#  >  > Living And Legal Affairs In Thailand >  >  > Learn Thai Language >  >  The meaning of Mai mi bun ha

## wonder555

What is the meaning of " Mai mi bun ha" ?
A freind said it's used in north-east of thailand 
Thank you.

----------


## somtamslap

^ It's used every where and means 'no problem'.

----------


## Thetyim

^
Wot he said

----------


## tsicar

> What is the meaning of " Mai mi bun ha? 
> A freind said it's used in north-east of thailand 
> Thank you


no problem/ don't have a problem.

something like bo-ben-yang-dog or mai ben rai- it seems
closest direct translation as far as i can make out is the aussie:"no worries, mate!"

...or i could be wrong; it could mean i want your money, or you didn't satisfy me, or i need money for mamma or such, and mostly i have heard it used when referring to young underage hookers, although it is quite probably just another way they say: "no worries/no problem"


hope this helps.


.

----------


## somtamslap

It can be derogatory when said in the wrong circumstances..usually to a Thai that you are having a problem with, awkwardly enough..

----------


## Gerbil

It means, "I'm too lazy to give a fuck about whatever stupid thing you just did."

----------


## wonder555

Thanks guys, although still a bit confused ..

----------


## Boon Mee

What you _don't say_ to your gf if she says:  "Kaw Satang Pai Teeow"  :Smile:

----------


## yortyiam

What does that translate to Boon Mee?

----------


## yortyiam

I get the satang part, the rest is new to me . Thank's in advance .

----------


## Thetyim

^
Give money going out   (holiday)

----------


## Boon Mee

> ^
> Give money going out   (holiday)


Or just plain 'fun'.

Pai Teeow is _very_ important to Pooying Thai. :Smile:

----------


## alwarner

> What you _don't say_ to your gf if she says:  "Kaw Satang Pai Teeow"


Give me money to go somewhere.

----------


## Notnow

I was told long ago that it meant a non-specific somewhere other than here.  Like 'by teeow du nang' going to some movie.  A very popular phrase when someone is being evasive.

----------


## Thetyim

> I was told long ago that it meant a non-specific somewhere


The important bit is that you are going for pleasure and not work

----------


## khmen

So whats the literal translation difference between Mai Pen Rai and Mai mii pen ha? No problem and don't have a problem?

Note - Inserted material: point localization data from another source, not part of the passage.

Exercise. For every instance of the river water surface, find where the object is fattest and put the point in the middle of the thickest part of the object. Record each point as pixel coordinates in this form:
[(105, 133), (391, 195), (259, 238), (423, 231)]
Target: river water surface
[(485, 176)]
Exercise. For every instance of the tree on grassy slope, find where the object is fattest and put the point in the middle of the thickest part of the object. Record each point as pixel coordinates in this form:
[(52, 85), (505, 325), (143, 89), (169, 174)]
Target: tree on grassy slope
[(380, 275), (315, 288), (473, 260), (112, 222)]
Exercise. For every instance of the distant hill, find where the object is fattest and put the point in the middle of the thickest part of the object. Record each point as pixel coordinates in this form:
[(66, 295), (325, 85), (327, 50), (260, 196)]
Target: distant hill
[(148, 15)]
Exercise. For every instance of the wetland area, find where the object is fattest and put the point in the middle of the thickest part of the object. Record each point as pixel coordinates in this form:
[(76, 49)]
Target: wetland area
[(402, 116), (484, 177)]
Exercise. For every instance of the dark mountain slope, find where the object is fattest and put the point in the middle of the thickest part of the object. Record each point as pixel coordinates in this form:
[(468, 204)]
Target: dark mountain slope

In Khmer, no problem is Ot (no/not) pen ha, I'd just assumed the mai mii pen ha was mainly used in Khmerish Isaan dialect, as a variant of the proper Thai Mai Pen Rai? I've heard mai pen rai far more often than mai mii pen ha.

----------


## alwarner

Not do bad vs no have problem.

literally that is.

----------


## Norton

> I've heard mai pen rai far more often than mai mii pen ha


Not here in Roiet. Mai mi pen ha is more common.

Both are essentially "no problem".  Used similar to English use. 

As a response to a thank you or a minor cockup.

----------


## Bettyboo

> " Mai mi bun ha"


Pronunced 'bun' or 'pen/phen'?

Just wondering if the op misheard/mistranscribed or its a dialectal difference?

In the central region they say 'mai me pen ha' which I thought was pretty standard, but Issan is a dialect, so??? Mai rue...

----------


## Bettyboo

^^^^ 


> Mai Pen Rai and Mai mii pen ha


Don't worry (about it).

I don't have a problem (with that).

[I think, but my Thai is pretty awful...  :Smile: ]

^^ mai me pen ha is rare in Bangkok (less so within the transient/migrant population I'd guess), mai pen rai covers most situational requirements.

----------


## notanameleft

Mai Pen Rai is used to turn negative situation to positive.

e.g. you're in a bar, a girl stepped on your toes, then she said "solly". You'll say "Mai Pen Rai".
or your missus overcooked khai dao and she knows you'd get mad. You can say "mai pen rai" to make her feel better.



Mai Mii Pan Ha is used when you are told / asked to do something OR you are asked for something.

e.g. 
Mrs. A: Darling, can you pls clean the toilet?
Mr. A: Mai Mii Pan Ha 

--

Mrs. A: Darling, my dad wants more buffaloes, can you give me 100k?
Mr. A: Mai mii pan ha

-- 
Mr. B: baby, why don't you shine my shoes? I have a very important meeting!
Mrs. B: I'm too busy. I have to feed the dog. Can you do it on your own?
Mr. B: ahhh Ok, Mai mee pan ha

----------


## Bettyboo

^ nice explanations because it includes real usage, excellent.




> Mrs. Boo Darling, can you pls clean the toilet? 
> Bettyboo: Mai dai, Somchai dai...





> Mrs. Boo: Darling, my dad wants more buffaloes, can you give me 100k? 
> Bettyboo: Mai dai, mai care...





> Bettyboo: baby, why don't you shine my shoes? I have a very important meeting! 
> Mrs. Boo: I'm too busy. I have to feed the dog. Can you do it on your own? 
> Bettyboo: tum lao! I keykiat kwai! Ow pen ha yai chai mai???


I'm not very good at Thai, but I like to try...  :Smile:

----------


## somtamslap

Personally I prefer to use 'mai chai ban haa'

----------


## expattaffy

You could also use,Sha mun ter

----------